J’ai été, à mon retour ici, assez inquiet de ma mère que j’ai trouvée très affaiblie. Elle va mieux maintenant, Dieu merci ! Mais comme c’est triste de voir les gens que l’on aime vieillir ! Ou plutôt comme tout est triste, n’est-ce pas ?

Je crois comprendre vos mélancolies si profondes. Elles me paraissent incurables, car vous êtes comme Rachel, qui ne « voulait pas être consolée » ; vous ne voulez pas guérir. Se plaire dans sa douleur est le dernier terme de la tristesse. Avez-vous au moins été à Nantes entendre un opéra ? Et un jour, vous pourriez venir à Paris. Avez-vous repris votre histoire de l’Anjou ? Et vos mémoires ? En se fixant une tâche et en l’exécutant comme une bête de somme, la vie passe assez vite.

J’ai eu pendant quelques jours, le mois dernier, la visite de notre amie Mme Sand. Quelle nature ! Quelle force ! Et personne en même temps n’est d’une société plus calmante. Elle vous communique quelque chose de sa sérénité.
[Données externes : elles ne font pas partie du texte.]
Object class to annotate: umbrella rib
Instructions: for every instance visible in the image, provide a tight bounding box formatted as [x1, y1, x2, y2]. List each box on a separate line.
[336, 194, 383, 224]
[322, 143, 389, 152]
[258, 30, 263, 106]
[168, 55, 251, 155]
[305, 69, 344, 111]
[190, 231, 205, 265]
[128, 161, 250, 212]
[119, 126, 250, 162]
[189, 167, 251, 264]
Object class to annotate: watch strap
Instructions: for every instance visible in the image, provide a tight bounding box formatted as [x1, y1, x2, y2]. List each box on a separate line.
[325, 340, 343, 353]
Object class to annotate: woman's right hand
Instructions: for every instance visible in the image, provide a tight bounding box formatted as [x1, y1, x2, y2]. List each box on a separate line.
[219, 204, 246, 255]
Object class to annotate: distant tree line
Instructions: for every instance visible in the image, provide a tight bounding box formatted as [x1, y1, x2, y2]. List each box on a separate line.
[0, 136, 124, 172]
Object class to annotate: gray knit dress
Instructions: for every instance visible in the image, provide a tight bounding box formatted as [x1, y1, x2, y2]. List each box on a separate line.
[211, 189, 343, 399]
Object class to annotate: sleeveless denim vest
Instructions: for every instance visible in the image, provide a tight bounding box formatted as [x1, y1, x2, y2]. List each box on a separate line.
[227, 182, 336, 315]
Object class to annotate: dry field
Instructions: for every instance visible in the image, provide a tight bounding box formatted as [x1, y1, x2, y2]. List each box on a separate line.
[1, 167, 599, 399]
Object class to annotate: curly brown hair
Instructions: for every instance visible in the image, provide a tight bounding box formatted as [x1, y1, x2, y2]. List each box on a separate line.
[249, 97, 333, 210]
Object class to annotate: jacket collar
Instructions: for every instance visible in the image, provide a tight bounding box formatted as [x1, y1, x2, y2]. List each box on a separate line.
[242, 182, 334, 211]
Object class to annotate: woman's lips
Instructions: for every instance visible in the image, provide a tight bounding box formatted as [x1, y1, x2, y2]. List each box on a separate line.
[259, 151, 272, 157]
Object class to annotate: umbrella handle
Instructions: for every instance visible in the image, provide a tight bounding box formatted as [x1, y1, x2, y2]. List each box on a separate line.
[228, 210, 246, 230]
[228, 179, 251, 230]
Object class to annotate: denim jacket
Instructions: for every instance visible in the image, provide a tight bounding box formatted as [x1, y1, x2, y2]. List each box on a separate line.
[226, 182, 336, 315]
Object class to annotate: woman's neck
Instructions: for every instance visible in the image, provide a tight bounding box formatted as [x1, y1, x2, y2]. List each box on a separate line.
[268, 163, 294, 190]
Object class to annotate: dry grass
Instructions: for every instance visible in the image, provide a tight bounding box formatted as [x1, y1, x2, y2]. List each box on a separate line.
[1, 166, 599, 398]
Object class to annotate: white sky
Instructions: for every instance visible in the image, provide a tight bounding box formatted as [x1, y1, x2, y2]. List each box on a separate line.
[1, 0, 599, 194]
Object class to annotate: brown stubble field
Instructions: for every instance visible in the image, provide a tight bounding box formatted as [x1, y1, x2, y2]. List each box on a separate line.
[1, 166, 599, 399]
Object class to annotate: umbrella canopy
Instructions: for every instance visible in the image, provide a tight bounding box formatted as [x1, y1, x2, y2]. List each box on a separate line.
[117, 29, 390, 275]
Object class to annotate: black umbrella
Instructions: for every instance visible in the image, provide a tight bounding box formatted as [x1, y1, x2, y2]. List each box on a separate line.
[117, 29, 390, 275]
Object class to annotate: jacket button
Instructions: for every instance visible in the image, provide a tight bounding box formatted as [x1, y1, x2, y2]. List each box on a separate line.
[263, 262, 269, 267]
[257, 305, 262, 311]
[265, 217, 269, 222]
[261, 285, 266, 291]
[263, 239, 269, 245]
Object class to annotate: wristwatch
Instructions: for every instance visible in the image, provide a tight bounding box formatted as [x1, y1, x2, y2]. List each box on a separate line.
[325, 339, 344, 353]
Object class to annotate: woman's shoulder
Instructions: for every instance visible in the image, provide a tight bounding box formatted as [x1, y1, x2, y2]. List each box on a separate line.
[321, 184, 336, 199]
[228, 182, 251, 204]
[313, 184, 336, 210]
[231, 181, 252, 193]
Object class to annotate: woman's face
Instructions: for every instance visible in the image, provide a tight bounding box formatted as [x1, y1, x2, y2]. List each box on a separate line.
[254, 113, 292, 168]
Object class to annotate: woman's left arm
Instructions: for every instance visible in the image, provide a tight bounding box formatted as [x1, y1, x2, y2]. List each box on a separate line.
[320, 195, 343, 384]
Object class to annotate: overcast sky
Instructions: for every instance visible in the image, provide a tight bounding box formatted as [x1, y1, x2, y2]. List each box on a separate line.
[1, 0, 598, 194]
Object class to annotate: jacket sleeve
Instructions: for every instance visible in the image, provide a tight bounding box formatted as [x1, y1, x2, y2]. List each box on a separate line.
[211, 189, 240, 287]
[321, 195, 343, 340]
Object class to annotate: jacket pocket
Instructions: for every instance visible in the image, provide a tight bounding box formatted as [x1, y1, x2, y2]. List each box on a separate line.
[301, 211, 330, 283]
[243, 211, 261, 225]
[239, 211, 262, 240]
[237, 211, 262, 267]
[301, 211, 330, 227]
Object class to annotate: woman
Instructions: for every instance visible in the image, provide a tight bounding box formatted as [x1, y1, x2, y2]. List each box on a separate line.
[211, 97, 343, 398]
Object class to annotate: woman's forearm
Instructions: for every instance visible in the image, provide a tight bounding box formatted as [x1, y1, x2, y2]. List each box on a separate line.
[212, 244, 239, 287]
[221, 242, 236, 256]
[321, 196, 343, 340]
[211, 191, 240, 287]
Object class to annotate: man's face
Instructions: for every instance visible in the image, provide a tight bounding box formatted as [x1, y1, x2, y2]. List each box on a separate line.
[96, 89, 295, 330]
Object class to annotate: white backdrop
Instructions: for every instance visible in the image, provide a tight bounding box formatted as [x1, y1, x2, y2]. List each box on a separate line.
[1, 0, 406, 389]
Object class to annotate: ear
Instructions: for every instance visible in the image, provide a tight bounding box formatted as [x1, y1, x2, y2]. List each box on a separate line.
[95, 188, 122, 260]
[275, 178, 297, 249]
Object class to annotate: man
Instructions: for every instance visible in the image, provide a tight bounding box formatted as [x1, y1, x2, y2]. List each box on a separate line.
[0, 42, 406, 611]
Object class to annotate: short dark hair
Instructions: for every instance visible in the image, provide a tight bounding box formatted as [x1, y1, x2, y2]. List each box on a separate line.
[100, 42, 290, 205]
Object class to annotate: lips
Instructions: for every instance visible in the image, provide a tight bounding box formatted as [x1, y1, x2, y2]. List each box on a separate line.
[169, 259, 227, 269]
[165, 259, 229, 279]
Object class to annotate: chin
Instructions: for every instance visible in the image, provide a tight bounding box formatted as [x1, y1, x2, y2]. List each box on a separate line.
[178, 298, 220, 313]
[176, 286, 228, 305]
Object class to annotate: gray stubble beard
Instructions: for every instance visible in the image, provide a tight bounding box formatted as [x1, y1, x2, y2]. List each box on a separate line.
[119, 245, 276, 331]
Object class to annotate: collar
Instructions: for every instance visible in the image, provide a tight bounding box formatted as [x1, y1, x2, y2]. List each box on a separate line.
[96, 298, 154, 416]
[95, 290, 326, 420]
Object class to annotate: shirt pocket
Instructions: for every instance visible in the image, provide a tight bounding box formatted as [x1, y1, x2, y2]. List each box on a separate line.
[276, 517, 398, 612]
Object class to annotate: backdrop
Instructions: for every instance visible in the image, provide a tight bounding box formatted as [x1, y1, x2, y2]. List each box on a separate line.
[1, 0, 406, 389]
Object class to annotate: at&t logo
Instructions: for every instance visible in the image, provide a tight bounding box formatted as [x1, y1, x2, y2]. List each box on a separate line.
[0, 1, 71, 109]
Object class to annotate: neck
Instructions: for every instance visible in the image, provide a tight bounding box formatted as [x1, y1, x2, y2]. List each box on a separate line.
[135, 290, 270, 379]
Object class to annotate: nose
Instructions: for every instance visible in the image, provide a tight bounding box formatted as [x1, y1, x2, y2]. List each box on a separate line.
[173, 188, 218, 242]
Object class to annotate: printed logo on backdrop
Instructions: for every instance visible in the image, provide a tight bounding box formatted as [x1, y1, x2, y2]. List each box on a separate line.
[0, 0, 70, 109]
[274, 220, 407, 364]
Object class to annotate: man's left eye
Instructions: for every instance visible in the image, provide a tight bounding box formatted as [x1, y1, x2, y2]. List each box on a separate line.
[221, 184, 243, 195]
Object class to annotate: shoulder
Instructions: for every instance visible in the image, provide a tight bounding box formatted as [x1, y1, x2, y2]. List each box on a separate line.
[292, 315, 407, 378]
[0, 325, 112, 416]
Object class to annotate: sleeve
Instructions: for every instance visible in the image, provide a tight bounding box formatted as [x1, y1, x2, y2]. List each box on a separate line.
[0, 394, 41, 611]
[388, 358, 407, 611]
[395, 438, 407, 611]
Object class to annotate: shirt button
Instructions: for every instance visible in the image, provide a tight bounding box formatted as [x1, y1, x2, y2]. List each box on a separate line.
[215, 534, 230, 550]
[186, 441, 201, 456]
Je suis toujours plongé dans mon roman. Il me faut encore une bonne année avant de l’avoir fini… et puis je ne recommencerai plus de pareilles besognes. Cette cohabitation morale avec des bourgeois me tourne sur le cœur et m’épuise. Je sens le besoin de vivre dans des milieux plus propres.

Donnez-moi quelquefois de vos nouvelles, et ne prenez jamais mon silence pour de l’oubli, car je vous plains et je vous considère comme une amie.

Tout à vous.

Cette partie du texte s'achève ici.